After sharing, each person has four fish, so we can conclude that on average each individual caught four fish.
In order to deepen the concept of mean, it is important to give students the opportunity to reverse the process by asking them to create a set of data with a given mean. This reinforces the concept of mean as the result of equal sharing.
Example 2
Six students in a class determined that they had, on average, five pens each. What might be a possible distribution of pens among these six students?
Since the six students have an average of five pens each, each student would have five pens after the equal share.
This gives a total of 30 pens (6 × 5).The six students can then divide the 30 pens among themselves as they see fit. Regardless of the division chosen, the mean value of 5 (average of five pens per student) will be maintained. Here is an example of a possible division:
We can verify that there are still a total of 30 pens.
One can use the equal share model to develop an understanding of the usual algorithm as illustrated in the example. The model indeed makes sense of the usual algorithm, as it demonstrates the idea of grouping pens and then sharing them among friends (the sum of the values divided by the number of values).
Example 3
Five students have been asked to fundraise. If each student raises an average of $25, the group wins tickets to a hockey game. On Monday, four of the five students meet and find that they have raised $29, $21, $31 and $13. What is the minimum amount that Suzie, the fifth student, must raise for the group to win the hockey tickets?
Students who have only learned to use the standard algorithm for determining the average are often unable to answer such questions. It is a recipe that they are unable to adapt to their circumstances because they do not understand it. Students who have developed an understanding of the concept of averaging as sharing are better able to solve this problem. Here is an exchange that the four students might have to determine how much money Suzie should have collected.

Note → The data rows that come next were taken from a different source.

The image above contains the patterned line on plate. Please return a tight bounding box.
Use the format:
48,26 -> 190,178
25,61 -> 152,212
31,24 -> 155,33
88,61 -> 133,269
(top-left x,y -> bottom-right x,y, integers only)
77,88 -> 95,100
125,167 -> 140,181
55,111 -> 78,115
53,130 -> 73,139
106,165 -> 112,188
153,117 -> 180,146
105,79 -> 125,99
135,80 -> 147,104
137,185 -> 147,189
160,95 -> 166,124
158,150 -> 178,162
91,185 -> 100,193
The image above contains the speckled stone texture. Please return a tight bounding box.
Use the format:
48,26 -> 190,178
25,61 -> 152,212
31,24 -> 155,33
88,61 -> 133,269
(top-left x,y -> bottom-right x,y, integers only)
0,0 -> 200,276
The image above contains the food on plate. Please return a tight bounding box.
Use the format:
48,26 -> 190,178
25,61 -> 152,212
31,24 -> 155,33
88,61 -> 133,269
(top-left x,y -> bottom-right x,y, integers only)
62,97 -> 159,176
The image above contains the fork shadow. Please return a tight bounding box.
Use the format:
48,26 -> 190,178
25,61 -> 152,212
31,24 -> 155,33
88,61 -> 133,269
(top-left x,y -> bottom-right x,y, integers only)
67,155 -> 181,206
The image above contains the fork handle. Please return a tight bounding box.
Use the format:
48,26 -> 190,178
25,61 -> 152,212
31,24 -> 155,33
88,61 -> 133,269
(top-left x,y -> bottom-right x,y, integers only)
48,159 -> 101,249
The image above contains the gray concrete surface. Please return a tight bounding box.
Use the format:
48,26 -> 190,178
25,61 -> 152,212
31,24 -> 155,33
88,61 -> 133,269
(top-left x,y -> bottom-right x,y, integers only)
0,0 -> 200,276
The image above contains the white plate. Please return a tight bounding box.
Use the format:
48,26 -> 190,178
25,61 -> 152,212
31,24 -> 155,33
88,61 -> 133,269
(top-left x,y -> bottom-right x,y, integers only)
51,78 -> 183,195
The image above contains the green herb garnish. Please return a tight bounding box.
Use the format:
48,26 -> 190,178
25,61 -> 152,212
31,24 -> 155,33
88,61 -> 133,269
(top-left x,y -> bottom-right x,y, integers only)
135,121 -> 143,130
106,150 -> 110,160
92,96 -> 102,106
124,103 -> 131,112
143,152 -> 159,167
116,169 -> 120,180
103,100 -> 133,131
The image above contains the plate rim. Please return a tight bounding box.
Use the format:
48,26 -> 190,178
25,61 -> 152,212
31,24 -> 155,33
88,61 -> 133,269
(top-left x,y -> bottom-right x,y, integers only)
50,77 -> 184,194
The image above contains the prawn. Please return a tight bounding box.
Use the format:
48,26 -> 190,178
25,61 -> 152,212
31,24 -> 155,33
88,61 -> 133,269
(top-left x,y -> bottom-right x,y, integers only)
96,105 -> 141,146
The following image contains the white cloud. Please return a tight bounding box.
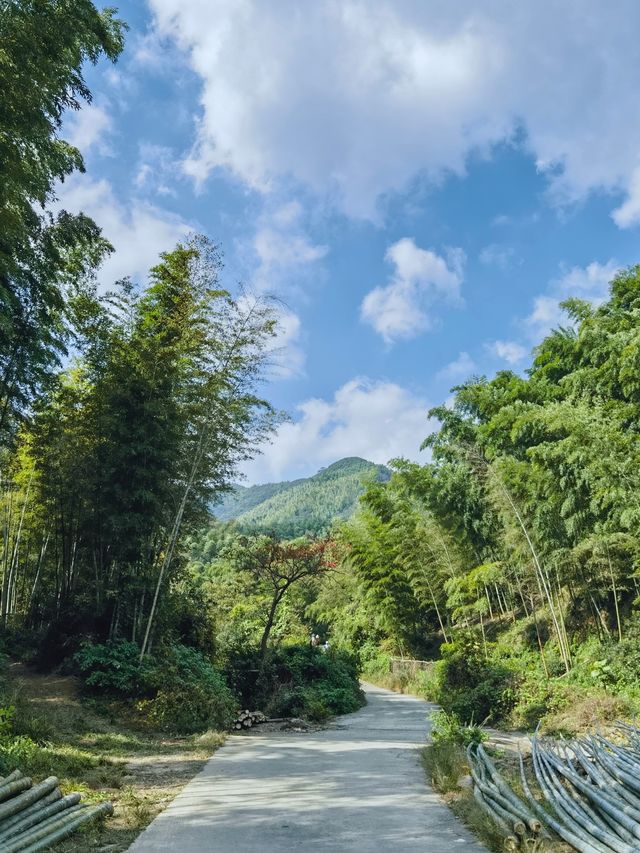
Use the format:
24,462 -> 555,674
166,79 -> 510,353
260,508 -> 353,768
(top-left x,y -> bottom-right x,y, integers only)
249,201 -> 328,297
360,237 -> 465,344
150,0 -> 640,221
552,260 -> 620,304
523,260 -> 619,343
244,378 -> 435,483
485,341 -> 528,365
56,175 -> 193,286
478,243 -> 516,270
437,352 -> 477,380
270,306 -> 306,379
611,168 -> 640,228
63,104 -> 112,154
134,143 -> 180,196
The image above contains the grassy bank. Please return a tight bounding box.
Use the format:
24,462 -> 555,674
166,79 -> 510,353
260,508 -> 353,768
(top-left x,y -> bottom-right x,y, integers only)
0,664 -> 224,853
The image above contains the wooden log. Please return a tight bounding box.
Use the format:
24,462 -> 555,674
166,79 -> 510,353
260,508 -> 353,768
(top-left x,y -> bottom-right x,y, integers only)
0,776 -> 58,820
12,803 -> 113,853
0,788 -> 62,836
0,776 -> 33,804
0,792 -> 82,844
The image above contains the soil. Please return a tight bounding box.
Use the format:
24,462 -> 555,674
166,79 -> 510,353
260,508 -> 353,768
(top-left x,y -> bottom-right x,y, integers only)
9,663 -> 219,853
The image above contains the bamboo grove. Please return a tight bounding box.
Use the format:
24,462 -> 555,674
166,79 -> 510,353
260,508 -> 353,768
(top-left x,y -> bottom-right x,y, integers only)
332,267 -> 640,676
0,0 -> 276,656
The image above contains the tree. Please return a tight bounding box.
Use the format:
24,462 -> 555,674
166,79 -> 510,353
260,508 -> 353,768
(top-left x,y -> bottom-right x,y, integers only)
229,536 -> 335,667
0,0 -> 124,442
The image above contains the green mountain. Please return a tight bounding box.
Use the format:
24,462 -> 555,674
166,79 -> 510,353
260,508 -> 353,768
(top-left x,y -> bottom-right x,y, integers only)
213,456 -> 390,539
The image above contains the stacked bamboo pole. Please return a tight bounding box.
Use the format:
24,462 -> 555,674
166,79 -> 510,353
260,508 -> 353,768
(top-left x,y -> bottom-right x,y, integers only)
468,723 -> 640,853
0,770 -> 113,853
233,710 -> 269,730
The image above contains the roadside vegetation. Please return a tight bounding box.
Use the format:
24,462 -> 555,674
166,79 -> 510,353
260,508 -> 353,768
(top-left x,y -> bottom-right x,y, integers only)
0,0 -> 640,849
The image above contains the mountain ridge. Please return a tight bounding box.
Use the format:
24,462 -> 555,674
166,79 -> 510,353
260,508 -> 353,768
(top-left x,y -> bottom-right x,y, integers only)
213,456 -> 390,538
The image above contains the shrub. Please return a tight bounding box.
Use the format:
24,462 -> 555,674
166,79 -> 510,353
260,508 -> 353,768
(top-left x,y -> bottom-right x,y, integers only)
256,646 -> 364,720
432,635 -> 517,723
73,640 -> 153,697
74,640 -> 236,734
431,711 -> 487,747
141,645 -> 237,734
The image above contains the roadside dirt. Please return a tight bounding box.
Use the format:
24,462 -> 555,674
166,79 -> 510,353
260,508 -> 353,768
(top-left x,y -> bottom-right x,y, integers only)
9,663 -> 225,853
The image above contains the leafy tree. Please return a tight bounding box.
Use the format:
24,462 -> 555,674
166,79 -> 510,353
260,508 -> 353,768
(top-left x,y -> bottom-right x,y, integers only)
0,5 -> 124,441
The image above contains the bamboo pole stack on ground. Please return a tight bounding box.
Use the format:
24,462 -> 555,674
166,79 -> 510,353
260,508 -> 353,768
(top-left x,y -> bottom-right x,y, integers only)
467,723 -> 640,853
0,770 -> 113,853
233,710 -> 268,730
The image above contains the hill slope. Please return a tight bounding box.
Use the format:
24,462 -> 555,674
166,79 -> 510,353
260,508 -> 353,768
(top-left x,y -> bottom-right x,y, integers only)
213,456 -> 389,538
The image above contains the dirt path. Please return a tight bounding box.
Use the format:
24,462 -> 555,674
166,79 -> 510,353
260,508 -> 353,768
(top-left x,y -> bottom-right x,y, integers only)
131,685 -> 484,853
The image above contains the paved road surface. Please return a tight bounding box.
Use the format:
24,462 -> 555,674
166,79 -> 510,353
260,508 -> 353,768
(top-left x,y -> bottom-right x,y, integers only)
129,685 -> 484,853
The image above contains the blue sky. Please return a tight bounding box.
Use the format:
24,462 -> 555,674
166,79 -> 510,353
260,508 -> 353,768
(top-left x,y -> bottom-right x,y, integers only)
60,0 -> 640,482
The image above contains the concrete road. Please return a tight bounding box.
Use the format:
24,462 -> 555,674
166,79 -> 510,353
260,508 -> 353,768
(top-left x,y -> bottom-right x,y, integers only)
129,685 -> 484,853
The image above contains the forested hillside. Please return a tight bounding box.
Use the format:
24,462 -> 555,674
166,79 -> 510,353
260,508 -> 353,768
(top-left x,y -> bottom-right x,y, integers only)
314,267 -> 640,727
213,457 -> 390,538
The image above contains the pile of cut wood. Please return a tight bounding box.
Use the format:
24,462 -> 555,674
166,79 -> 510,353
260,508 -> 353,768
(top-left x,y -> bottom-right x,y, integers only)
0,770 -> 113,853
468,723 -> 640,853
233,711 -> 268,730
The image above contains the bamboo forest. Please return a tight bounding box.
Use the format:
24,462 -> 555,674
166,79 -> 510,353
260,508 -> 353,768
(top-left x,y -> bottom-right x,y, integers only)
0,0 -> 640,853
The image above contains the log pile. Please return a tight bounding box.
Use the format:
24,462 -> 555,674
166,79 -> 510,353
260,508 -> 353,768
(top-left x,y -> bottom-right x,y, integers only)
468,723 -> 640,853
0,770 -> 113,853
233,711 -> 268,730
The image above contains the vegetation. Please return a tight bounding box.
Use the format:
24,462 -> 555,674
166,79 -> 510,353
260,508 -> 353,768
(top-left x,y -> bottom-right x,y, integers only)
213,457 -> 389,539
314,267 -> 640,730
0,0 -> 640,848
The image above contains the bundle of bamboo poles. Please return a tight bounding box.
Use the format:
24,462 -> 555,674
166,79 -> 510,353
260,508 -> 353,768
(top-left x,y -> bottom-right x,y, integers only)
467,744 -> 549,850
233,710 -> 268,729
0,770 -> 113,853
468,723 -> 640,853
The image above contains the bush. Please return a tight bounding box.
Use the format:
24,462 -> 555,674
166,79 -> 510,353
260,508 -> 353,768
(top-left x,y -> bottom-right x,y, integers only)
142,645 -> 237,734
432,635 -> 517,723
250,646 -> 364,721
74,640 -> 236,734
431,711 -> 487,748
73,640 -> 153,697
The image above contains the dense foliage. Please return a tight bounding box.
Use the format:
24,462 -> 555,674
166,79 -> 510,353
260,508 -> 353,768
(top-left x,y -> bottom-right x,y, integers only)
0,0 -> 124,443
213,457 -> 389,539
314,267 -> 640,725
74,640 -> 237,734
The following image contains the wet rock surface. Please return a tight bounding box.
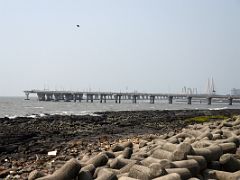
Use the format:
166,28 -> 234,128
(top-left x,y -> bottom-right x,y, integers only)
0,110 -> 240,179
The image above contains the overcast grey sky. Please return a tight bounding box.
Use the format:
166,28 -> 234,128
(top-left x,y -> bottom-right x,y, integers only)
0,0 -> 240,96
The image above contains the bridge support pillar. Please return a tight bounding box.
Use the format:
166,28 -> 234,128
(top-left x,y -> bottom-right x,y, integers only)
90,94 -> 93,103
187,96 -> 192,104
118,95 -> 122,104
168,96 -> 173,104
228,98 -> 233,105
37,93 -> 46,101
133,95 -> 137,104
207,97 -> 212,105
46,94 -> 53,101
115,95 -> 122,103
53,93 -> 61,101
25,92 -> 30,100
150,96 -> 155,104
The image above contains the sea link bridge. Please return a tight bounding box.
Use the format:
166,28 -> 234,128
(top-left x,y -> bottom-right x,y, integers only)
24,90 -> 240,105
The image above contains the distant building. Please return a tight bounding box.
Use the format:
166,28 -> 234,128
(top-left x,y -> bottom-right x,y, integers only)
231,88 -> 240,96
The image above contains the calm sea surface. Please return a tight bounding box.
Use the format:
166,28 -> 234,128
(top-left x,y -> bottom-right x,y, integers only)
0,97 -> 240,117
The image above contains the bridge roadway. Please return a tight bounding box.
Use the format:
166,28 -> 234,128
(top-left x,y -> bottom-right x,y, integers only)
24,90 -> 240,105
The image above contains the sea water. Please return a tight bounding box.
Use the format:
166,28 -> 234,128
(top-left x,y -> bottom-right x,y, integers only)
0,97 -> 240,118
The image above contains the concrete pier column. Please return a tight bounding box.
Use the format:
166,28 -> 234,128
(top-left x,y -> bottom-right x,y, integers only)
187,96 -> 192,104
150,96 -> 155,104
53,93 -> 61,101
86,94 -> 90,102
168,96 -> 173,104
64,94 -> 73,102
132,95 -> 137,104
228,97 -> 233,105
78,94 -> 83,102
103,95 -> 107,103
25,92 -> 30,100
118,95 -> 122,104
46,94 -> 53,101
73,94 -> 78,102
37,93 -> 46,101
207,97 -> 212,105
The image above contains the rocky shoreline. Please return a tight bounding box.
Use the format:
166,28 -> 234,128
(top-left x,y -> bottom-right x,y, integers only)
0,109 -> 240,179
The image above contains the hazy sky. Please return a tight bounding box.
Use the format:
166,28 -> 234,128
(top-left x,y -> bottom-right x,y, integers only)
0,0 -> 240,96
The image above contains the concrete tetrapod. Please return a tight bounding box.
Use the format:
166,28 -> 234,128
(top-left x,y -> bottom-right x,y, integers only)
28,170 -> 46,180
86,153 -> 108,167
219,154 -> 240,172
204,169 -> 240,180
166,168 -> 192,179
96,168 -> 117,180
141,156 -> 173,168
172,159 -> 200,176
153,173 -> 181,180
129,164 -> 167,180
35,158 -> 81,180
111,141 -> 133,152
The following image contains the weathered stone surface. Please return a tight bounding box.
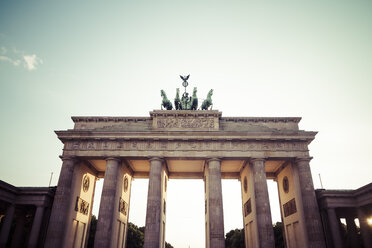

Student 1 - We must obtain a mean of $25, which means that if we divided the money equally between us, we would each have $25. I collected $29, so I can share $4 with you.
Student 2 – I only got $21; so I'm missing $4.
Student 3 - I have an extra $6 because I collected $31.
Student 4 - I'm sorry. I was sick this weekend and only raised $13. I am $12 short.
Student 1 - Let's use the idea of sharing to help us figure out how much money Suzie will need to have collected to achieve an average of $25.
image Under the title "Before Sharing", five boxes are lined up side by side. The first box contains 25 chips. Above it, a set of 4 chips is linked to the second box by an arrow. The second box contains 21 chips. The third box contains 25 chips, and above it, a set of 6 chips points to the fourth box with an arrow. The fourth box contains 13 chips. The fifth box contains no chips, but has a question mark.As a result of the sharing, the first three students now have $25 and the fourth student is $6 short of $25. Suzie must bring the missing $6 in addition to her $25. She must have $31.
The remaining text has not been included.